Call to make second language study compulsory to age 16

Deputy Montfort Tadier: “Ceasing the study of a language at the age of 14 is far too young and out of kilter with the rest of Europe”

STUDYING another modern language would again be compulsory for all students up to the age of 16, under proposals made by a backbencher.

Deputy Montfort Tadier, the president of the Jersey branch of the Assemblée Parlementaire de la Francophonie, is asking the States to reverse a 20-year-old policy introduced from the UK which dropped the requirement for a second language up to GCSE level – an approach he argues has resulted in “a continued decimation of language teaching”.

“Ceasing the study of a language at the age of 14 is far too young and out of kilter with the rest of Europe,” Deputy Tadier says in the report accompanying his proposition.

Under a proposition lodged this week, although Jersey schools would have to offer French for students, pupils would not have to choose to study it to GCSE level and Portuguese could become available as one of the other options within the curriculum if the proposals find favour with the States Assembly.

Deputy Tadier contrasts the UK’s approach with that of most EU countries which he says have “a completely different approach to additional language teaching and learning in their education systems”. “In the EU, it is not a case of if languages will be taught, but how many,” he states.

To illustrate the extent to which the popularity of languages has declined in Jersey in recent years, Deputy Tadier offers an analysis of the most recent data available on languages taken at GCSE level across Island schools.

It shows that in the last academic year, there were only two secondary schools – Jersey College for Girls and Hautlieu – in which the majority of pupils obtained results in a second modern language.

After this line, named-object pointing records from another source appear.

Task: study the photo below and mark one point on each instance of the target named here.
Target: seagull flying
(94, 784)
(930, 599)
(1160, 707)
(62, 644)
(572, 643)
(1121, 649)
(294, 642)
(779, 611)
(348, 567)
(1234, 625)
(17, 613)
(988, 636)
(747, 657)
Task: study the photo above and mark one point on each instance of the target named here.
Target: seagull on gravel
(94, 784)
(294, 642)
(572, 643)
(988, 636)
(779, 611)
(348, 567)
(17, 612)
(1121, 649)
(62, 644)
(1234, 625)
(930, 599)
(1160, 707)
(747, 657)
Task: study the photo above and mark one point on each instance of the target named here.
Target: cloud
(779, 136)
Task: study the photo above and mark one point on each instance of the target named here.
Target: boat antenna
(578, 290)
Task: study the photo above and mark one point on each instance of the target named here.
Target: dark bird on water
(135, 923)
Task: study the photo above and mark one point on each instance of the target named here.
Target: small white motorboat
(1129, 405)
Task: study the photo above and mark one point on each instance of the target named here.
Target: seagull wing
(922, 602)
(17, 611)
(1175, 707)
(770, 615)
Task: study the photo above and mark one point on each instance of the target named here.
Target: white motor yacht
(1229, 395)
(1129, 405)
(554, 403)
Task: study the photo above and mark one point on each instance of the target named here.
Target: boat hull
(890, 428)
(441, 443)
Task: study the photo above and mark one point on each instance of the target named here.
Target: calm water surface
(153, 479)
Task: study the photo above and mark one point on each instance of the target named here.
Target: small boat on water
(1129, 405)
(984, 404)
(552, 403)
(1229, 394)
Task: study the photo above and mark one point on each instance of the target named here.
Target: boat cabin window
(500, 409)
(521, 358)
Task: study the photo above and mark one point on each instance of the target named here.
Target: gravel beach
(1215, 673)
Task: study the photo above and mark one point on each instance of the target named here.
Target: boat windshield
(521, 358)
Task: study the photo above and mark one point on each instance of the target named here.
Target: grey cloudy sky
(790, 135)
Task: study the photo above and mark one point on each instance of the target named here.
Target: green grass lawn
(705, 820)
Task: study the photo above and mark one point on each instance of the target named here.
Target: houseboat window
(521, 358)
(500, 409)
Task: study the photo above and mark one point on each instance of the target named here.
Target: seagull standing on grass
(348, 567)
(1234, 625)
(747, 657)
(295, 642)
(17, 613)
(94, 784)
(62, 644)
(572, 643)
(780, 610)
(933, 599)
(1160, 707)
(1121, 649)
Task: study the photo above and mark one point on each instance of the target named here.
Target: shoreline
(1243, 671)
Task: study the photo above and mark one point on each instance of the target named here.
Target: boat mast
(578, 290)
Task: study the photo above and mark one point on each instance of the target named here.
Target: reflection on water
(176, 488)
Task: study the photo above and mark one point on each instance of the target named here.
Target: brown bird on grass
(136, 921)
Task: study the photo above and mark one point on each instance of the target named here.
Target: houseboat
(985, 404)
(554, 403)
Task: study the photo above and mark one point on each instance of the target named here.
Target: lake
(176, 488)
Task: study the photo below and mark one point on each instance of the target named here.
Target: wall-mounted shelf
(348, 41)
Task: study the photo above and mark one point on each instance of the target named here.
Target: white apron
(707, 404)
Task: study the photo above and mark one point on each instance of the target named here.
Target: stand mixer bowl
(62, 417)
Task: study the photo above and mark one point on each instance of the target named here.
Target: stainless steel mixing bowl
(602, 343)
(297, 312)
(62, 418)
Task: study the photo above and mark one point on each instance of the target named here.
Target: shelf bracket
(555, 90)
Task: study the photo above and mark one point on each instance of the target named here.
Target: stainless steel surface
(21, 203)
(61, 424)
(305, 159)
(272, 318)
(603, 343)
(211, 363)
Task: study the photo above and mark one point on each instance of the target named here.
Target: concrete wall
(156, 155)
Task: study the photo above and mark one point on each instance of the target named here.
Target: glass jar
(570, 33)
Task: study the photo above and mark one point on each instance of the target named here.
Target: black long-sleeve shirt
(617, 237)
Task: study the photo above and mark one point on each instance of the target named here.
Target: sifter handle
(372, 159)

While, respectively, 91% and almost 86% of Year 11 students in those schools took a second language, the figure was only 47% at Victoria College and it fell to an average of only 36% across the 11-to-16 States schools.

Deputy Tadier argues that the States Assembly has the opportunity to plot a different course for the Island. “Jersey ultimately has a choice whether to continue to follow the UK on its continued decimation of language teaching, or to follow a more European model. And…now is the ideal opportunity to recalibrate our relationship with languages and perhaps, with Europe,” he writes.

In his four-part proposition – which has been endorsed by his fellow committee members on the local branch of the Assemblée Parlementaire de la Francophonie – Deputy Tadier also asks schools to offer support for all students – at both primary and secondary level – “to access and develop their home language, in accordance with the rights afforded by Article 30 of the United Nations Convention on the Rights of the Child.”

But his main focus is on the acquisition of a second language with all secondary schools being required to offer a choice of at least two modern languages, one of which must be French; and to ensure all students study at least one modern language, other than English, up to the age of 16 from September 2026.

By July next year, he wants to see a review and report undertaken into Portuguese language tuition in schools “with a view to extending the provision of optional Portuguese in the curriculum to all students”.

Deputy Tadier praises the steps taken in Jersey to ensure French is taught in all schools but he describes as “madness” the decision to take away the requirement for a modern language up to the age of 16. “The problem with allowing languages to be dropped early, is that they will be dropped by most (in the same way that maths, science and English Literature, would no doubt be dropped, were they not compulsory), especially when there are fewer and fewer cheerleaders, encouraging language uptake,” he says.